Opinión

Mi vida vale cien pesetas

La mente está sobrecargada. Y bien, hermano lector, con esta historia me despido hasta el primer domingo de septiembre.

Así que allá voy con una historia del lado oscuro al viejo estilo de esta serie. Lo que te cuento es verídico, hermano. Pero antes no está de más hacer unas reflexiones de la sociología de entonces. Recuerda, finales de los setenta y los ochenta en Ourense. Ay, gran parte de esas generaciones yacen en tumbas sin numerar o en olvidados lugares que pagó la beneficencia. Son muchos. Tantas familias han vivido ese drama.

La historia parece repetirse.
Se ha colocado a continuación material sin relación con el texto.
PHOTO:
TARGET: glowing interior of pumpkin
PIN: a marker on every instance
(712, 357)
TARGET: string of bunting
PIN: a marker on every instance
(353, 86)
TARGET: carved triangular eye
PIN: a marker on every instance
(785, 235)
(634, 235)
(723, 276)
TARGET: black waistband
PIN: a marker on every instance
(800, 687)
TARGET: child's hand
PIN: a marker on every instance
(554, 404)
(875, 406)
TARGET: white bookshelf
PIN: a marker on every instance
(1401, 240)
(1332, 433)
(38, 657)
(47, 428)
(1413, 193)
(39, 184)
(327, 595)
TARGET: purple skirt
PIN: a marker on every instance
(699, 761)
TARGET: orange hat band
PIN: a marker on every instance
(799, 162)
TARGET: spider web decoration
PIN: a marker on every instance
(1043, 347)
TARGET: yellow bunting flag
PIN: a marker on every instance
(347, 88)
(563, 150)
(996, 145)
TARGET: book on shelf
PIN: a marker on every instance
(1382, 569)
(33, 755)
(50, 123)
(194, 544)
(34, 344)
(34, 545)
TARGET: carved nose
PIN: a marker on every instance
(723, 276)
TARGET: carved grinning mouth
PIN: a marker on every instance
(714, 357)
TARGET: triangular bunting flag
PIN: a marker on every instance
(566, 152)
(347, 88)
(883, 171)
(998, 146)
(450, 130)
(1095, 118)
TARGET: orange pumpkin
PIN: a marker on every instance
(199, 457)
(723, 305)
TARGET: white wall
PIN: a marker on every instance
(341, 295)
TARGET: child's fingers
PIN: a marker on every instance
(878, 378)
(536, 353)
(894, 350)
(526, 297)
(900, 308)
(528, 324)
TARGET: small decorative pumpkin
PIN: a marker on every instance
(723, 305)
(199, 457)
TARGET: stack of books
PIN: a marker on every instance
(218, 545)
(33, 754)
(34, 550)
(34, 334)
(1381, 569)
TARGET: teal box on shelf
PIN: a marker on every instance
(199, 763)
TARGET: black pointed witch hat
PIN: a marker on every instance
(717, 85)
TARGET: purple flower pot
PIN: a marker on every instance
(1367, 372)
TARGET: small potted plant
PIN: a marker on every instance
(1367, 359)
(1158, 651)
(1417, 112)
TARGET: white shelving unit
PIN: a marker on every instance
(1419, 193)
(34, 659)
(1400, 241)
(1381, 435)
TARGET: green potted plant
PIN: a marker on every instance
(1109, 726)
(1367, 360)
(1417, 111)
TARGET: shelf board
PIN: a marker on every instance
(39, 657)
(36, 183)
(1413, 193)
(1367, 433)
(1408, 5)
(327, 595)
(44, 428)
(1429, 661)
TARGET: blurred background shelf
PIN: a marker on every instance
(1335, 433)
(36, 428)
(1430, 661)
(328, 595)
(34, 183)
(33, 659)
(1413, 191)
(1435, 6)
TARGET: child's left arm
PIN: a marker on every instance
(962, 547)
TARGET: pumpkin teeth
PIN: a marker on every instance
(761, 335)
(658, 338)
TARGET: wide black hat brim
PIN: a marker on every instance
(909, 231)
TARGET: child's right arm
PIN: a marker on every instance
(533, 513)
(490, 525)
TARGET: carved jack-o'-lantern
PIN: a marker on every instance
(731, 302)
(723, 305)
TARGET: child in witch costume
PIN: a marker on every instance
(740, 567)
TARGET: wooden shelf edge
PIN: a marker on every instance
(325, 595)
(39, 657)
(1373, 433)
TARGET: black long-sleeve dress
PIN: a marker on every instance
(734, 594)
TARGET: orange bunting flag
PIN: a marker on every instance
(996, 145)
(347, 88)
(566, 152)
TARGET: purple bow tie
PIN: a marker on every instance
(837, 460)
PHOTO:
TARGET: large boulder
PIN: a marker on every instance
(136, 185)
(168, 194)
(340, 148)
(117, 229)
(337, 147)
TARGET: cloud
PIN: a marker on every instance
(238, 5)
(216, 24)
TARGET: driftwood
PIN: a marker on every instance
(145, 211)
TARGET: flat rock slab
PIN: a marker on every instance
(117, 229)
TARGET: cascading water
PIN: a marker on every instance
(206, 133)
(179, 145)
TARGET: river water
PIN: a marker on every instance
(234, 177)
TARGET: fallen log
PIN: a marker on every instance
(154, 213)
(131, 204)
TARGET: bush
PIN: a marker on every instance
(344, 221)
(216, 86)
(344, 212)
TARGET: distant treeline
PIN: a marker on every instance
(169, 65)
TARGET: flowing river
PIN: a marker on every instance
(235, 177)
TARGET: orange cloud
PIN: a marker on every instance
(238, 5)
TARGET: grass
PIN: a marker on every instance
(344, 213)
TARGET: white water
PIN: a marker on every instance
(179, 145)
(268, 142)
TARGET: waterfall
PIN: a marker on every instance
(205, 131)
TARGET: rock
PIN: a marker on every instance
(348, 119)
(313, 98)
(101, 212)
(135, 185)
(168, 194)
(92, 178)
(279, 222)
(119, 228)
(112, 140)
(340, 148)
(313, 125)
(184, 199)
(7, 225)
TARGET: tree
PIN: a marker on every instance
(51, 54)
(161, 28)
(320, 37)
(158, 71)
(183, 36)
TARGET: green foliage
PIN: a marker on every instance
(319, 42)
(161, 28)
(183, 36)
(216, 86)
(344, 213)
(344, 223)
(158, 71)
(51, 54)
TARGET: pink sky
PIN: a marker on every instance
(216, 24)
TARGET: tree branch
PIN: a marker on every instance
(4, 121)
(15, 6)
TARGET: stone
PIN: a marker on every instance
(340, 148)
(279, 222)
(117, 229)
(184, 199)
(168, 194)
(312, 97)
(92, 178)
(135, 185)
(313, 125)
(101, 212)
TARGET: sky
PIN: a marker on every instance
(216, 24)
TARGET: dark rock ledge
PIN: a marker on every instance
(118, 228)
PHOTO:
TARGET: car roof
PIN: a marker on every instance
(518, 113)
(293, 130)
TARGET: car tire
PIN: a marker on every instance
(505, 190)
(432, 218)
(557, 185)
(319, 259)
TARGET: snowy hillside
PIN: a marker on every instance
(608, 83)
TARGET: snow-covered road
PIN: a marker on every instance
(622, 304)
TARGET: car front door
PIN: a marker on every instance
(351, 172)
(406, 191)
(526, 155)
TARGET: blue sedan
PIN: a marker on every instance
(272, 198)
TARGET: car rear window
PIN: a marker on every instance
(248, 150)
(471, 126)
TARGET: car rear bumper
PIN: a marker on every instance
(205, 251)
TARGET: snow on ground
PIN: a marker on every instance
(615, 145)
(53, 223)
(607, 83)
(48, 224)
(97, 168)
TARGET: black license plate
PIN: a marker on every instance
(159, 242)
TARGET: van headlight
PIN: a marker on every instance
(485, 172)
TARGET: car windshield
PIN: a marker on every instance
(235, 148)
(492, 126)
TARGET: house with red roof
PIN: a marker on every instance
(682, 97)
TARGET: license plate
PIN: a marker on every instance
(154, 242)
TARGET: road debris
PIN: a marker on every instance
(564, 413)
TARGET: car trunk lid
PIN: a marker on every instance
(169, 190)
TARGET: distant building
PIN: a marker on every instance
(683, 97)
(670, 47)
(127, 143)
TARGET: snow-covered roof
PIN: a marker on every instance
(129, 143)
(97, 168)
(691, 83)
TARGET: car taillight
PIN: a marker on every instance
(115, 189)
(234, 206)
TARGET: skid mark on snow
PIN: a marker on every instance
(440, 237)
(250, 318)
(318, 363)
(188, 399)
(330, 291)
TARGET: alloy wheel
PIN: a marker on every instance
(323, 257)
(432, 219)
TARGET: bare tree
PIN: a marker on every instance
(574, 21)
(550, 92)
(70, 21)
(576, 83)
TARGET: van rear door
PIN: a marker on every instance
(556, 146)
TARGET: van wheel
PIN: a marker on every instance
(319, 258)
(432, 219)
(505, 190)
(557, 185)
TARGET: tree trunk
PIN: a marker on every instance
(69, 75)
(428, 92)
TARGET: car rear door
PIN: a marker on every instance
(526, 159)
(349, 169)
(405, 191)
En las farmacias vuelve a haber muchos pálidos compradores de jeringuillas. En algunos barrios llamas a la puerta, entras, ilustracion_alba_noguerol_resultte dan la mercancía y hasta una habitación cutre y sórdida para hacer lo tuyo. Un periodista amigo que vive en Barcelona me dijo: “Es tremendo, por el centro de la ciudad los yonquis se dejan ver de nuevo. Oleadas de jóvenes casi adolescentes caen por el negro escotillón”. ¿Cómo no han aprendido de sus mayores?, me pregunto. Pues no, no. Los que manejan el mundo detrás de las mesas de caoba la han vuelto a poner en la calle. Hoy en Estados Unidos ya es el problema número uno.

Pero voy con la historia que quiero contarte, hermano. Estamos en el año 81. Ourense. El parque de San Lázaro está lleno de yonquis. La plaza de San Marcial es un abrevadero. En la calle Villar, ellas ya se han enganchado y abandonado a sus chulos. Mi protagonista era muy conocido en la ciudad, Humberto, un joven portugués. Se buscaba la vida vendiendo pañuelos en los semáforos. Era un excelente trilero, astuto y camelador, hasta sospechaba de su sombra.

Como buen lusitano tenía una cadena con la imagen de la Virgen de Fátima al cuello, y en su destartalada cartera una estampa también de ella que él sacaba intermitente y besaba con frecuencia. “Fue ella quien me salvó, porque mira tú, es bien cierto que mi vida vale sólo cien pesetas”.

En aquellos años eran muchos los que, como Humberto, estaban enganchados a la heroína. La “postura”, la dosis, costaba mil pesetas. Había que llevar el dinero justo pues los camellos eran muy estrictos. Tenías que llorarle mucho si te faltaba algún dinero.

Pero dejemos que lo cuente Humberto. “Aquella tarde ya el mono arañaba mi espalda. Sabía dónde encontrar a mi camella. Estaba allá, en la parte de arriba de la plaza de San Marcial. Cuando llegué le dije: ‘Tengo sólo novecientas pesetas, dame lo mío y ya te daré el resto mañana’. Pero la fulana se puso muy agresiva, más que de costumbre. Después de insistirle solía ceder, pero aquel día se negó en redondo. Me dijo: ‘Sólo tengo una papelina para vender, hoy no te fío. Así que vete a buscarte la vida’. Ahora, después de pensarlo mucho, me doy cuenta de que tenía una mirada extraña como si no quisiera venderme. Había algo raro, como flamígero en sus ojos.

Ya sabes cómo son estas cosas, te muerde el mono y tienes que conseguir material como sea.

Más muerto que vivo, a la media hora volví, apretando las mil pesetas en las manos. Desde lejos observé un montón de personas en la plaza, mucho jaleo y una ambulancia. ‘Ese día Satanás andaba de fiesta’. Me acerqué, dos enfermeros subían a una chica ya sin vida bajo una sábana. Su novio, un chico escuálido, gritaba: ‘Vamos a buscar a esa mujer sin entrañas que le vendió la dosis hace nada. Se la metió aquí y era talco adulterado’.

(Cuando sucede así los yonquis se unen para buscar venganza. No hubo rastro de ella. Ay, hermano, los lusitanos creemos mucho en el destino. La fulana tenía la muerte en una bolsita. Mira que le rogué casi de rodillas que me la vendiese. Ya ves, mi vida vale cien pesetas. Estoy seguro de que mi Virgen de Fátima me protegió)”.